Not much we could do in the replacement RV for the family shoes, as there was no closet like the last RV had. Not that all of these fit into that closet! It was astonishing to realize how many shoes we need here... summer sandals for the blazing heat and trips to local creeks, church shoes, muck boots for the spring and snow boots for the winter. And a set like that for each of us. Some cowboy boots managed to sneak in the mix, too. 

 


Until a solution could be found, I recall that these went into totes. Otherwise the scorpions would come and live in them.

Monday, August 23, 2021

Indoor Plumbing



 All these pipes by the first floor ceiling are feeding upstairs sinks, tubs and toilet water lines. Later on these would be insulated by cozy fluff-foam and hidden from sight with some interior framing. 

Living in an RV through the winter freezing taught us that we wanted our pipes indoors in conditioned spaces as much as possible. The main water line comes up through the ground into a conditioned crawl-space, and none of our plumbing is housed in the exterior walls (even though the pipes we bought are supposed to be somewhat freeze-tolerant). I suppose it wouldn't of mattered, because later on I'll be posting about our super-insulated exterior walls!

 


 Call us easily traumatized, but we were taking no chances of freezing pipes.

Friday, August 6, 2021

Exploring Oregon...


 ...and no, we didn't take the new RV to do it. Most of the time we were escaping the heat of the RV during a heat wave, looking for a cooler climate!
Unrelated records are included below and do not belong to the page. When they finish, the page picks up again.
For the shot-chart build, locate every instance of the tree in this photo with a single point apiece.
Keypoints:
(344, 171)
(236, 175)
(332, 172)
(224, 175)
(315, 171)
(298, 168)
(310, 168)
Mt. Hood, looking like a painting. 

A family reunion at the Gorge was a nice diversion. 




 

I would never have guessed that "fish hatchery" would be on the list of my favorite places to go, but I have been to a couple that are very beautiful and fun to explore. This one was at Bonneville Dam.

 


 

Falls at Newberry Crater area (twenty degrees cooler in the mountains that day!)

 

 


I couldn't help but gather a few ideas for the house too.... how about landscape steps made out of obsidian?



Wednesday, August 4, 2021

Hello RV

 

We were able to rent another RV, another Montana 5th wheel. It was not as long as the other but newer than the last one. It had been sitting a while, under a shelter, but had picked up a packrat in the storage bay which we had to evict. Fun times.

(I will always say "packrat" but technically it's a wood rat, I think.)


I cannot find a picture of the kitchen, which was quite a stylish one with a black countertop, although less roomy than the other Montana. The new RV made us feel like we had moved into a fancy hotel suite.

 This one had more furniture, which meant some shorter people could sleep up off the floor on a chair or two. We still had to have sleeping bags on the floor for the others. I felt bad that one of the boys opted to sleep on the kitchen floor to have more room! You always feel like the grandchildren will hear stories someday such as "When I was a kid, I slept on the kitchen floor..." and judge you.



Monday, August 2, 2021

Goodbye RV


 

Sorry for the delay, we had a hugely busy week last week! I hope I can get back to regular blogging soon!

 

In order to be able to live over here and build a house, we rented an RV and the owners generously allowed us to park it on-site. They hinted that we could buy it, but we didn't think we would need an RV for long, we were always sure that the house would be ready in a few short months. 

(Ha. We should have bought it.)

There came a day, a couple years later, when the owners needed it back, so we had to find another one to rent. 

In the middle of house-building, we had to move out of the RV. Totes of clothing and dishes went up to the house to mix with construction stuff. We cleaned and cleaned and replaced parts and did everything we could to fix up the ol' Montana fifth wheel to go back to its owners. And I cried a lot.

 
It really was "home sweet home" to us.
The owners called it the "taj majal" of RV's and I think they were right. It was very roomy. It even had an office!

And a "fireplace." 

 
It had a leather couch in the slide-out, but the other seating was removed which was perfect for our purposes.

 

 All the kids camped out in the roomy living room.

In subsequent RV's (yes, there were more than one) we had not had such a perfect kitchen as this one.

We will never ever forget the loan of this RV. Thank you thank you G&N!